Certain American liberal feminists seem to be in thrall to Louis Farrakhan, the fiery Nation of Islam leader who rarely misses an opportunity to excoriate Jews.
At the annual Saviours’ Day event in Chicago late last month, the African American demagogue spewed brimstone and fire as he delivered one of his trademark blistering speeches. During the course of his diatribe, he singled out “powerful Jews” as his “enemy” and charged that “the Jews were responsible for all this filth and degenerate behavior” coming out of the Hollywood film industry.
Tamika Mallory, the co-president of Women’s March, a human rights organization, was in the audience as Farrakhan, an arch anti-feminist, lambasted his enemies. According to reports, she admires Farrakhan, has posted photographs of herself and him, and has been going to Nation of Islam events for the past 30 years.
When Women’s March supporters asked Mallory to denounce Farrakhan’s antisemitic rhetoric, she demurred, pointing out she already had condemned antisemitism in general terms. She then proceeded to skewer her critics.
Mallory’s refusal to distance herself from Farrakhan — who has defiled Judaism as a “gutter religion” and called Adolf Hitler “a very great man” — touched off a heated debate inside Women’s March. In the end, Women’s March issued a statement mildly critical of Farrakhan, saying that his antisemitic — and anti-LGBTQ — comments were not “aligned” with its principles. But Women’s March did not offer a full-throated critique of Farrakhan.
Shortly afterwards, Mallory wrote an essay during which she defended her association with him: “I attend meetings with police and legislator — the very folks so much of my protest has been directed towards. I’ve worked in prisons as well as with present and former gang members. It is impossible for me to agree with every statement or share every viewpoint of the many people who I have worked with or will work with in the future.”
Mallory may have been influenced by Carmen Perez, one of the founders of Women’s March. In an implicit reference to Farrakhan, Perez said, “People need to understand the significant contributions that these individuals have made to Black and Brown people. There are no perfect leaders.”

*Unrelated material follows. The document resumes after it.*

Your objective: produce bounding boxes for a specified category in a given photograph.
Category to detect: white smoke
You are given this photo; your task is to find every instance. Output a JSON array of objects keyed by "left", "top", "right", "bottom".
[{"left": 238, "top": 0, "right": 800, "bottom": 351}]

That is not the point, of course.
Mallory and her associates, including Palestinian American activist Linda Sarsour, need to disassociate themselves from Farrakhan, whose brand of racial and religious hatred smacks of nothing less than neo-Nazism.
Mallory and company do not appear to realize that their unwillingness to part company with Farrakhan will affect the credibility of Women’s March and probably cost it dearly in terms of membership and donations.
“The refusal by Women’s March leaders to condemn Farrakhan in the strongest of terms or, frankly, in any terms whatsoever, is proof that intersectional feminism does not yet take antisemitism seriously,” wrote Emma Teitel in the Toronto Star. “Antisemitism, in the eyes of those at the helm of the Women’s March, is less objectionable and less cause for concern than Islamophobia and anti-Black racism.
Writing in the New York Daily News recently, Susan Shapiro observed:
“Imagine if I, a liberal white New Yorker, posted social media pictures with my arm around the KKK-loving David Duke, calling him a great man as he proclaimed that black people were degenerates responsible for the supposedly filthy behavior that caused transsexuality. I would be fired, ridiculed and called out by every left-winger in my life, as well as all the civilized people I knew on the right. Yet Women’s March Co-President Tamika Mallory, a liberal black New Yorker, has done the equivalent, repeatedly.”
Time’s up, Mallory.
She and her friends cannot campaign for social justice while associating with an unrepentant racist like Farrakhan.